Anxious entrepreneurs and their CFOs no longer have to worry about ever being too far from their company accounts, thanks to new software from Sage. The accounting specialist launched a new product, dubbed Sage Live, a few months ago in the US and Canada. It will be rolled out in the UK later this year.

So far, so what? Here’s what—this software can run on smartwatches. Maybe what the Apple Watch needed all along to boost sluggish sales was a decent double-entry accounting app.

Santiago Solanas, Sage’s global marketing chief, tells Quartz that the point of the small-business software is not for CFOs to tap out ledger entries on their watches. Rather, the software—which combines Sage’s accounting front-end with Salesforce’s cloud-based backend—is built to deliver financial information to execs at whatever time they need it in whatever format is most convenient

Bearer of bad news.
Bearer of bad news.
Image: Sage

Traditional accounting software is based on batch processes, Solanas says, while Sage’s new offering is “real-time and multidimensional.” There are around 50 early adopters who are using the platform, with more than 1,000 other customers expressing interest.

For all its whizzy features, in practice most managers will still use the software on desktop computers to compile the bulk of their financial statements.
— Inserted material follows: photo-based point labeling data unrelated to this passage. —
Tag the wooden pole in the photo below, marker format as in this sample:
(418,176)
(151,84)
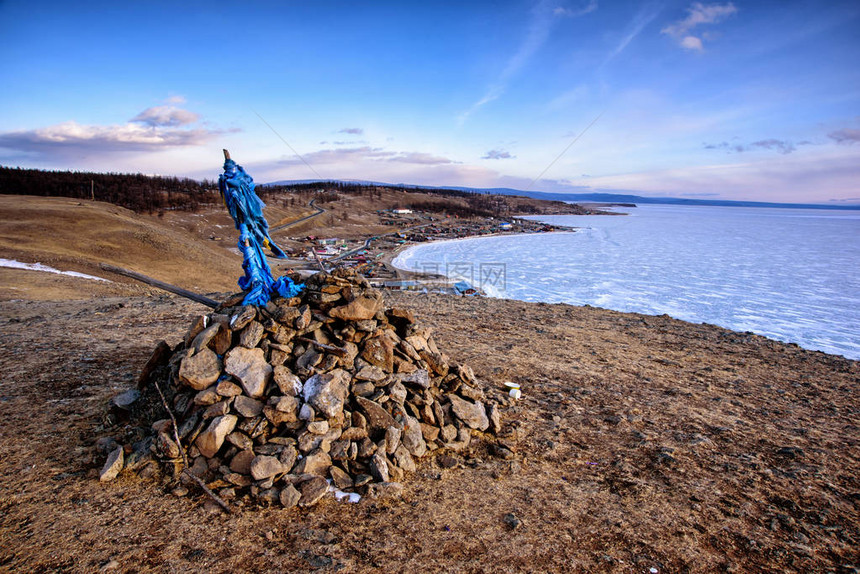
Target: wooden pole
(203,300)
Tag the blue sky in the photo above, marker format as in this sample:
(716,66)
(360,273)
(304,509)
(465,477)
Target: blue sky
(735,100)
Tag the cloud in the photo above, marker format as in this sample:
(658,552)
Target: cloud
(498,154)
(782,146)
(639,22)
(357,155)
(165,116)
(697,15)
(575,12)
(810,178)
(153,129)
(540,25)
(845,136)
(692,43)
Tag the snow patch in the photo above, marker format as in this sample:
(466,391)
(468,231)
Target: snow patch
(12,264)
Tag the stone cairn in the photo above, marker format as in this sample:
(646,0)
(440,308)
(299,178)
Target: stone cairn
(329,388)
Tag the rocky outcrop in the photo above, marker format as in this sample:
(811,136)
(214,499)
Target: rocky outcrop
(279,401)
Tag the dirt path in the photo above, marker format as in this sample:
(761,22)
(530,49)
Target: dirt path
(641,444)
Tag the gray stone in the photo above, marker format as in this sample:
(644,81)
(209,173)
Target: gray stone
(286,404)
(251,368)
(165,445)
(398,393)
(354,433)
(218,409)
(379,352)
(465,372)
(247,407)
(210,440)
(228,389)
(392,439)
(263,467)
(200,370)
(113,465)
(473,414)
(287,381)
(470,392)
(377,417)
(429,432)
(362,479)
(125,400)
(327,392)
(383,490)
(206,397)
(240,440)
(448,433)
(290,496)
(360,309)
(340,478)
(495,418)
(288,457)
(312,491)
(202,340)
(371,373)
(379,467)
(413,438)
(306,412)
(277,417)
(419,378)
(251,335)
(317,462)
(404,460)
(367,325)
(364,388)
(241,461)
(318,427)
(241,319)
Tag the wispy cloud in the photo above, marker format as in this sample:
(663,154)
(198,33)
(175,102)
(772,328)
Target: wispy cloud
(357,155)
(845,136)
(165,116)
(153,129)
(781,146)
(541,22)
(498,154)
(640,21)
(575,12)
(697,15)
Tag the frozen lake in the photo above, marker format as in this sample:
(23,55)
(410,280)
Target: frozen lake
(788,274)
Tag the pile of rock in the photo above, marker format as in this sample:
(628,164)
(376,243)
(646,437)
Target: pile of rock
(326,388)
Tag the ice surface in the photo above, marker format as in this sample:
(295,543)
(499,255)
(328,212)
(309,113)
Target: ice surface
(11,263)
(788,274)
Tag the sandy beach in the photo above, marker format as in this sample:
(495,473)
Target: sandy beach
(640,443)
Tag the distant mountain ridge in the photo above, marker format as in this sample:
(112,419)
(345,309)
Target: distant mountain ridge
(589,197)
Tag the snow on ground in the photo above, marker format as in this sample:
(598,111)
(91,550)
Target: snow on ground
(12,264)
(787,274)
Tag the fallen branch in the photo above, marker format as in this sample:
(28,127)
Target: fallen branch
(161,285)
(220,501)
(331,349)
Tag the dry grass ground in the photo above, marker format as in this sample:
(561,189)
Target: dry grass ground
(640,442)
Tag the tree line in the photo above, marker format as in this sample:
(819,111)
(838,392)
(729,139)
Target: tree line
(157,194)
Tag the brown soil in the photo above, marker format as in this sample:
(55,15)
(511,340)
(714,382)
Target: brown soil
(641,443)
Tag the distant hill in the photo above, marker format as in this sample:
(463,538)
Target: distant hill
(587,197)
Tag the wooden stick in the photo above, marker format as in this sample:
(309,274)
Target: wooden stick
(336,350)
(203,300)
(186,471)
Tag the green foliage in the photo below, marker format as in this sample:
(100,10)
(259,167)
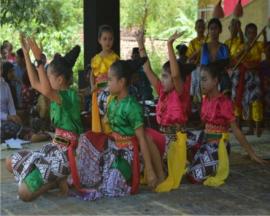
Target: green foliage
(163,17)
(160,19)
(56,24)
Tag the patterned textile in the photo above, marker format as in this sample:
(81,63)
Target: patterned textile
(10,129)
(51,160)
(95,167)
(103,95)
(204,162)
(195,84)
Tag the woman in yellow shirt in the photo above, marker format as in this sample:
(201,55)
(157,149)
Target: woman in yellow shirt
(100,65)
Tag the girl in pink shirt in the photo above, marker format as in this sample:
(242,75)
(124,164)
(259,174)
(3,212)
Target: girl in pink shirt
(209,162)
(173,91)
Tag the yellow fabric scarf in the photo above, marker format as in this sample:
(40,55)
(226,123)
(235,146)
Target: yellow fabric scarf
(177,156)
(223,165)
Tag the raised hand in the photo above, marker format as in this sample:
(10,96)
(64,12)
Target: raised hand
(37,51)
(14,118)
(139,35)
(151,178)
(257,159)
(24,43)
(175,36)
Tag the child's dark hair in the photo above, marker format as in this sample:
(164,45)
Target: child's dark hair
(19,53)
(199,21)
(182,49)
(251,26)
(185,69)
(104,28)
(215,21)
(63,65)
(127,68)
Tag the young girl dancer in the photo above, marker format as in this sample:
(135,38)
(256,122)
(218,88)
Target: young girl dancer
(174,99)
(38,171)
(210,163)
(108,165)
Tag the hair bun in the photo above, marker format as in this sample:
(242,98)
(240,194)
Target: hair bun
(71,57)
(137,63)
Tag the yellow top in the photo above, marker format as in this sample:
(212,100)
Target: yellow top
(100,65)
(235,46)
(195,46)
(255,54)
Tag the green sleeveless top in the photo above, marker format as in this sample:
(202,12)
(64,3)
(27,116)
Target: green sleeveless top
(125,115)
(67,114)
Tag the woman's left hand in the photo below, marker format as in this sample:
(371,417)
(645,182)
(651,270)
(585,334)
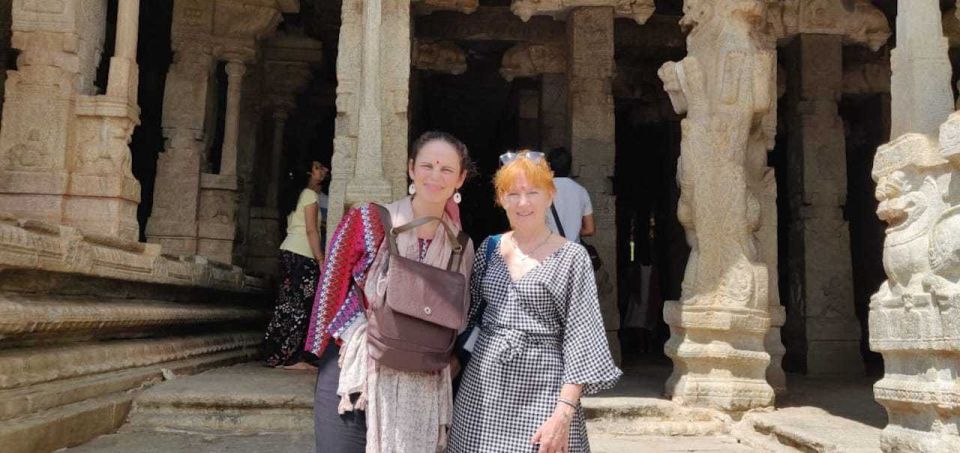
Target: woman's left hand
(554,434)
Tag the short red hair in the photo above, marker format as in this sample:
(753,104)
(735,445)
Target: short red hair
(537,173)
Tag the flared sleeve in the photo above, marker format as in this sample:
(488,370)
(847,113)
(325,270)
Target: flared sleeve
(586,354)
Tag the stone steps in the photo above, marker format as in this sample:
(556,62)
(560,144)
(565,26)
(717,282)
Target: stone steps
(68,412)
(638,416)
(806,429)
(250,398)
(245,398)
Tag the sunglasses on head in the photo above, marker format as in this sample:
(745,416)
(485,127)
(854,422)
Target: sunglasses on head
(510,156)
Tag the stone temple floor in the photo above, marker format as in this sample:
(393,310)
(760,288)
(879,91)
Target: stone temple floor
(250,408)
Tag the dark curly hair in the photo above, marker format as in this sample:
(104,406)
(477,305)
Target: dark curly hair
(466,164)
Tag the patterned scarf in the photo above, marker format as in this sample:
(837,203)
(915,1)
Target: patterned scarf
(340,300)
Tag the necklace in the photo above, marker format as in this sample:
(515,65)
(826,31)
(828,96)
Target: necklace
(525,256)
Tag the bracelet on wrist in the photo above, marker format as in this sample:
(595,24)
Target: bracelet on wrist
(568,403)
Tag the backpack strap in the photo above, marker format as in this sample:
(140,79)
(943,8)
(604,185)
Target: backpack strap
(556,218)
(459,241)
(492,245)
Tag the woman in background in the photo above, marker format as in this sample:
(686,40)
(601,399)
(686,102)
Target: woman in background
(300,258)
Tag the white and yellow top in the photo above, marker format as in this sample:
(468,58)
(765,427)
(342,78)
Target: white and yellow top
(296,240)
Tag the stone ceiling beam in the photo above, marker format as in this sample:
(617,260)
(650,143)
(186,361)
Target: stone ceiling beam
(861,23)
(487,24)
(460,6)
(532,59)
(439,56)
(638,10)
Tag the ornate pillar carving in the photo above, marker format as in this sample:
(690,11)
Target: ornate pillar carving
(726,87)
(592,138)
(75,168)
(913,317)
(370,143)
(817,295)
(195,212)
(228,157)
(173,219)
(638,10)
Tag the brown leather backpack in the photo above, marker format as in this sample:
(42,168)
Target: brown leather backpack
(414,325)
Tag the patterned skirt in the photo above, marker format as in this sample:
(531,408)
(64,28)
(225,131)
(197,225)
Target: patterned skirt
(287,331)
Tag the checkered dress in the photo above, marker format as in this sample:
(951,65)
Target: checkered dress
(537,333)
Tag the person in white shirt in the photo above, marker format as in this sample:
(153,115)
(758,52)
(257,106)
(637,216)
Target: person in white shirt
(300,258)
(572,201)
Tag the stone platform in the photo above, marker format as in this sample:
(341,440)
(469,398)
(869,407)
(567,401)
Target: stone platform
(251,408)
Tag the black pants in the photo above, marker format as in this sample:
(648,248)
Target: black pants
(335,433)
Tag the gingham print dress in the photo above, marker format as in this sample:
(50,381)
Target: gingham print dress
(537,333)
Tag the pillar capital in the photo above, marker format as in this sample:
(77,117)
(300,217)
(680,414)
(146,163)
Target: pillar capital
(440,56)
(235,69)
(638,10)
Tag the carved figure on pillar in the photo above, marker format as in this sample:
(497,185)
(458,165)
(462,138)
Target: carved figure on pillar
(724,86)
(913,317)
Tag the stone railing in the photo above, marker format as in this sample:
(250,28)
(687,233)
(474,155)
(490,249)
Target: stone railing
(86,321)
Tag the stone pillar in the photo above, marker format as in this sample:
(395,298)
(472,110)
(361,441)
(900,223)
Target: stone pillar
(821,276)
(228,157)
(216,225)
(920,86)
(553,111)
(913,316)
(548,61)
(592,138)
(124,74)
(176,199)
(63,150)
(528,118)
(370,143)
(194,212)
(288,59)
(726,88)
(280,115)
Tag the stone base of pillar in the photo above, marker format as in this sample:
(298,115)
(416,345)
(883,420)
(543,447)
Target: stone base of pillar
(773,344)
(718,355)
(921,353)
(33,195)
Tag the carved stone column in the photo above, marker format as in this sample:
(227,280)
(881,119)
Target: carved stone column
(914,316)
(287,68)
(553,111)
(228,157)
(920,86)
(217,218)
(194,212)
(173,220)
(529,118)
(592,138)
(821,275)
(63,151)
(370,143)
(718,328)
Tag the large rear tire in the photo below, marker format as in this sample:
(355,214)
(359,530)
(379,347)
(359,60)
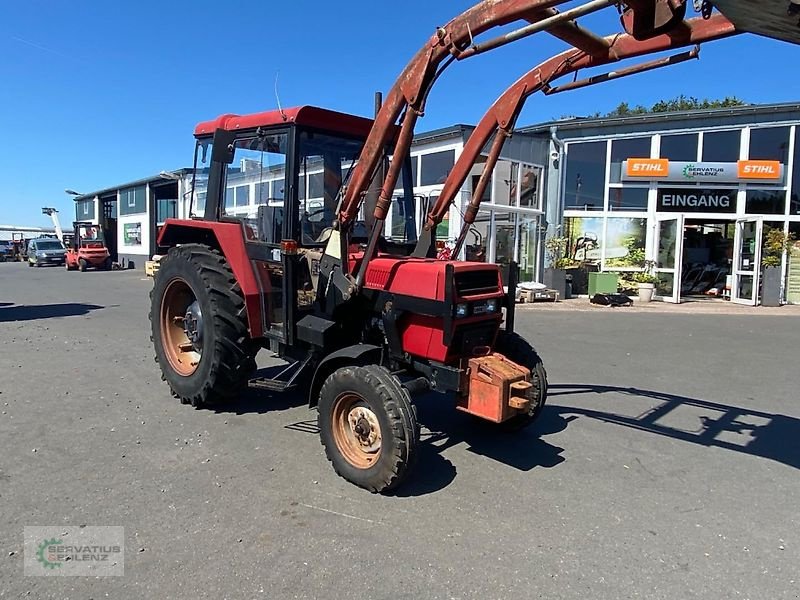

But there are plenty of situations where execs would want instant access to detailed accounting information while out of the office, on tablets, phones, and—yes—watches.

Most importantly, the watch app can buzz a user’s wrist when critical cash-flow levels are breached or key invoices fall overdue, “before it becomes a red-alert thing,” Solanas says. Simple transactions are also possible, from approving invoices to extending bank credit lines and even requesting funds from peer-to-peer lenders.

Who could be so preoccupied with both balance sheets and bleeding-edge technology? Inadvertently revealing a key target market, Solanas notes that tasks that once took days of face-to-face meetings poring over stacks of paper can now be done in just a few minutes “on the ferry from Tiburon to San Francisco.”